I think you shouldn't be so hard on the natives. We non-natives really have to concentrate when speaking, hence we automatically have to query our internal vocabulary/grammar database before we open our mouth...you don't!
;-)
My German is definitely worse than that of many non-natives - as long as I talk. Theres a big difference to when I write however. Cause then I can re-read and correct each sentence.
Spoken word is out, can't take it back.
I think it's only natural to become a bit slumpy in everday lingo...
(-:
[blue]An eye for an eye only leaves the whole world blind. - "Mahatma" Mohandas K. Gandhi[/blue]
>So I would refrase it to "Some ESL speak better English then OTHER ESLs" and "Some Americans speak English badly by their own choice"
As an ESL myself, I agree.
But to address what ToniL said, the reason many ESL speak or write better English is:
1. They had no other English choices.
2. Not all ESL are good in it really, but, in your (our) profession, one will tend to run into "overachiever" ESLs. ESLs who don't exert extra effort at what they do are usually not even here (US). Those you meet here are usually special in their own way.
Imagine, getting up one morning and deciding that you were going to buy a ticket, and leave everything you ever knew, in order to start a new life in an alien nation. That's special.
That's also why this country (US) is so special to many of us: we are mostly foreign people who came here to really work hard and change things. Immigrants built this nation.
I read a newspaper article once where a couple were talking about 'formerly' adopting a child. Were they doing it retrospectively? Had they already done it?! I have also heard 'pacific' used in place of 'specific' and it really irritates me.
I would love to know the grammatical errors I make that irritate others! (form an orderly queue...)

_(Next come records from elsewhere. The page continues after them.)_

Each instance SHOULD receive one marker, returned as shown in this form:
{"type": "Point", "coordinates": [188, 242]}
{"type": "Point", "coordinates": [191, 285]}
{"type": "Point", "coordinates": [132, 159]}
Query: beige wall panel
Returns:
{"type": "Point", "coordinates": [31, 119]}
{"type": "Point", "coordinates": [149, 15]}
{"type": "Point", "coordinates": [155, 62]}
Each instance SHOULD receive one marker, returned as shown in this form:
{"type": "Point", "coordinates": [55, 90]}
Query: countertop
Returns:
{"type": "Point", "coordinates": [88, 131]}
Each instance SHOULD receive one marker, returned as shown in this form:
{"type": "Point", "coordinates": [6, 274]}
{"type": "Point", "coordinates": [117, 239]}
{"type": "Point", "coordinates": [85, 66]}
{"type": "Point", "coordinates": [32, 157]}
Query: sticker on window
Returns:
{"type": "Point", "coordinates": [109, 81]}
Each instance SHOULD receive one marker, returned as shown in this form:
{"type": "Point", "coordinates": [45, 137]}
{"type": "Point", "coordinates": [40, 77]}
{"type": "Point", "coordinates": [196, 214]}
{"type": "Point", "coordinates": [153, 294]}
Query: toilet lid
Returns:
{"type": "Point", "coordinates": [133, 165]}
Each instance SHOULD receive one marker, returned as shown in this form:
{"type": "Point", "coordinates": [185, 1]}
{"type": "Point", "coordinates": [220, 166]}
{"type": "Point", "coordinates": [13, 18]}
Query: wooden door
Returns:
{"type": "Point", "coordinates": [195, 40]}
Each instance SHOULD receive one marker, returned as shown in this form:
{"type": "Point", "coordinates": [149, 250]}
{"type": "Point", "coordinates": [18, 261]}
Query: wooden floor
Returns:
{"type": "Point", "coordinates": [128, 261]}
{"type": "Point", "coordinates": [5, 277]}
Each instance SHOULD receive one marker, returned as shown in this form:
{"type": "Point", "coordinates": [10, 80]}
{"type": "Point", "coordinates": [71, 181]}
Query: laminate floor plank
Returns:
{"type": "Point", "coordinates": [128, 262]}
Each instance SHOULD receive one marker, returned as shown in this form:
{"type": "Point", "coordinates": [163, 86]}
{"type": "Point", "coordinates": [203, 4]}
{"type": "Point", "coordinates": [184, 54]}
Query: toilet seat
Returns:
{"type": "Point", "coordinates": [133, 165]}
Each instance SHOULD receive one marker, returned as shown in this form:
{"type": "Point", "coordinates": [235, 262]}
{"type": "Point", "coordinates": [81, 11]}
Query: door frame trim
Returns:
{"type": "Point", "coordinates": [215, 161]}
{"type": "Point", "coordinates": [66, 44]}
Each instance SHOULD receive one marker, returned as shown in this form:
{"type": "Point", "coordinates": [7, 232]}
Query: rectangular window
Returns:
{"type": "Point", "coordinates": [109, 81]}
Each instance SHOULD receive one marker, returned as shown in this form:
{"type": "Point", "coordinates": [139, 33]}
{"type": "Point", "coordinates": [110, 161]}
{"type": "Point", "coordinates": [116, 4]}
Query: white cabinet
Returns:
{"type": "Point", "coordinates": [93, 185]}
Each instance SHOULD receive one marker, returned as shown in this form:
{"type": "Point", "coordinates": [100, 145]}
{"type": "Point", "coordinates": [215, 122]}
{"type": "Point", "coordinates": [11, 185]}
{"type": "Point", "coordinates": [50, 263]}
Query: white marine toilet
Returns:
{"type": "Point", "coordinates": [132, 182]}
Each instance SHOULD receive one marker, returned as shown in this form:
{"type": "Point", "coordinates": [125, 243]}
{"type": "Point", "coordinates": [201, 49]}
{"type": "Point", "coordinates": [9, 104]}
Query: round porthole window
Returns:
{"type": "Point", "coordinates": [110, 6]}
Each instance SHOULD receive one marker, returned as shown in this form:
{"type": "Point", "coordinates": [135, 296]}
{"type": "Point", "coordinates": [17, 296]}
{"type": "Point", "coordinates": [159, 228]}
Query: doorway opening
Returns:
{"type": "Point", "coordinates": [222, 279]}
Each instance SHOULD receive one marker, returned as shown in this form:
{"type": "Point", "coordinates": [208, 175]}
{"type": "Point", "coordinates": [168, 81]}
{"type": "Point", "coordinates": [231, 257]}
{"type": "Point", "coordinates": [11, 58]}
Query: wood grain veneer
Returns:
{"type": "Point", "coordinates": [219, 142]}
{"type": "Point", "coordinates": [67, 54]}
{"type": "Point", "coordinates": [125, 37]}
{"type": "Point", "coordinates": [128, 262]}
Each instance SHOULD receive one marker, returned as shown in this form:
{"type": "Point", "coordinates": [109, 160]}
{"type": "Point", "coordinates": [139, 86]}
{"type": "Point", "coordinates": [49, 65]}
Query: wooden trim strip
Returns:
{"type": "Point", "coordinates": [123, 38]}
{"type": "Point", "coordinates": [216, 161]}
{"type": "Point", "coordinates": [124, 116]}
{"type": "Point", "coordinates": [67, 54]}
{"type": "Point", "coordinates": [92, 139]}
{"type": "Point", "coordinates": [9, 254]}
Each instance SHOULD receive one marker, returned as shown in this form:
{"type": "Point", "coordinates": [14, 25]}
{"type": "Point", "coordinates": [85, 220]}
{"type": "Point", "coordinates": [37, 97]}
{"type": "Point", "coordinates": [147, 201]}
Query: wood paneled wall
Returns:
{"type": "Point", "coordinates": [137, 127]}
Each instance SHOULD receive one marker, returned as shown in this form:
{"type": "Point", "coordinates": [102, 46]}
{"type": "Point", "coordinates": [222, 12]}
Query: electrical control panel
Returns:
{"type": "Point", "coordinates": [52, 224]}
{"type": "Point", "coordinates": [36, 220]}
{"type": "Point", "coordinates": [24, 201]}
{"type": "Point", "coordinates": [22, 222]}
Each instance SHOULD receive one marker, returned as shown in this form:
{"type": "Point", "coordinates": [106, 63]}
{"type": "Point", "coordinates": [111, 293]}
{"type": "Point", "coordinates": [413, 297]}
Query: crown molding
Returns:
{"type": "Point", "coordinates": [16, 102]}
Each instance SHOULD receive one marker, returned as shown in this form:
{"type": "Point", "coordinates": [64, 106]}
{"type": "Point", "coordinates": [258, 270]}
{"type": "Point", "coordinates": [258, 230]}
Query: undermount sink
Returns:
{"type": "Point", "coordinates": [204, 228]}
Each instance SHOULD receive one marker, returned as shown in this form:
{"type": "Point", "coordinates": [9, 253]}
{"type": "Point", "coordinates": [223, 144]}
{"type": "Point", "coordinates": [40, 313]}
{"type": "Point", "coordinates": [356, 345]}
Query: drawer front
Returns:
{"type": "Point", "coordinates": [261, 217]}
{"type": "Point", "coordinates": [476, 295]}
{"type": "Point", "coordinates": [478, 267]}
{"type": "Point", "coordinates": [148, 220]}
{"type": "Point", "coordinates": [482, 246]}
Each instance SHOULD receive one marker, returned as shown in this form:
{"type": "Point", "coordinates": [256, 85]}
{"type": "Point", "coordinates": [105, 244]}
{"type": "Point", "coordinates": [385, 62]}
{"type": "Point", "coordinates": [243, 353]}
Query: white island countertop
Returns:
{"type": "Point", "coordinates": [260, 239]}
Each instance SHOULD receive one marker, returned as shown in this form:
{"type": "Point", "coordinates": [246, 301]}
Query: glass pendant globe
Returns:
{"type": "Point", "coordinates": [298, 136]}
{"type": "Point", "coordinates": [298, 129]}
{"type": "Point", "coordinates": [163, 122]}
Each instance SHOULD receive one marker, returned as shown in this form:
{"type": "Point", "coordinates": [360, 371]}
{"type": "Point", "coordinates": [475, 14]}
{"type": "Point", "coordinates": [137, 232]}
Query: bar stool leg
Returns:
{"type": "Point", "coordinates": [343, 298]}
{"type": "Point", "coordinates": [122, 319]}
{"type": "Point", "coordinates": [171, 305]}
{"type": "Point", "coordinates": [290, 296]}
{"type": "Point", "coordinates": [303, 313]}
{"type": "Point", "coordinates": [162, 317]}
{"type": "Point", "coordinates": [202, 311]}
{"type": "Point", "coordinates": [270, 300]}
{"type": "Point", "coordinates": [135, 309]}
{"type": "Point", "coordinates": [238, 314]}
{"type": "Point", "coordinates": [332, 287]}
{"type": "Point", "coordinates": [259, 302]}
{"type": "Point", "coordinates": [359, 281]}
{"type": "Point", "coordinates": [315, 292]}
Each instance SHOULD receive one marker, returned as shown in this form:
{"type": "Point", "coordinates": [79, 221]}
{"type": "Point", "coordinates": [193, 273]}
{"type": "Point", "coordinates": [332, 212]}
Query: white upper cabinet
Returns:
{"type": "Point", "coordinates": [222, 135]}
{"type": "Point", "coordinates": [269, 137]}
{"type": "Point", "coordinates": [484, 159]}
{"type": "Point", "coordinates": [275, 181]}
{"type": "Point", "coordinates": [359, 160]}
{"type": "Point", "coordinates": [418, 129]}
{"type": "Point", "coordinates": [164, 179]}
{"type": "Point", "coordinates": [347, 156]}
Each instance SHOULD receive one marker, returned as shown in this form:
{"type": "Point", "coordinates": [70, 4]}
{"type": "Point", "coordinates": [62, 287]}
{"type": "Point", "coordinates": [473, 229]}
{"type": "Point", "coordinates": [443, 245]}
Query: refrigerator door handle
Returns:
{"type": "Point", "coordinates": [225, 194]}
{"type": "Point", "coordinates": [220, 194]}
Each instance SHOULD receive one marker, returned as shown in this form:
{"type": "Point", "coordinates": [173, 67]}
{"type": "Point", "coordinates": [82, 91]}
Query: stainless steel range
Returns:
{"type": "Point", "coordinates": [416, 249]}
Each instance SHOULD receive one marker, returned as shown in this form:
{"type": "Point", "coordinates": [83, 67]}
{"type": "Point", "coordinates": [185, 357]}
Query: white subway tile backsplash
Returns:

I struggled enough with co-worker trying to understand how is silver not working?
which appeared to be SERVER...beat that!
Dimandja,
I second your 1 and 2
1. They had no other English choices.
-Hilariously true...had been there (still not completely out)
2. ..."overachiever" ESLs.
Those you meet here are usually special in their own way.
-High Five!
Am I sound like Dimandja's support group???
Good one... That sort of thing bugs me, too... I work with an Indian man to whom I showed some software that I am developing, and he mentioned that I forgot some "paren-thesis"... It took me 10 minutes to figure out that he was saying parentheses... He didn't say it wrong, that IS the way it's written, but phonetically, I was lost...
I don't feel baffled that ESL speakers speak better English. I learned much more about the English language from studying French and German as a teenager than I otherwise knew. For example, formally working out concepts of tense is not something that one does when learning one's first language as a child, but is typical of learning a second one, short of immersion in the foreign culture.
If the American school system placed greater emphasis on learning a second language, we would find that we better understood our own.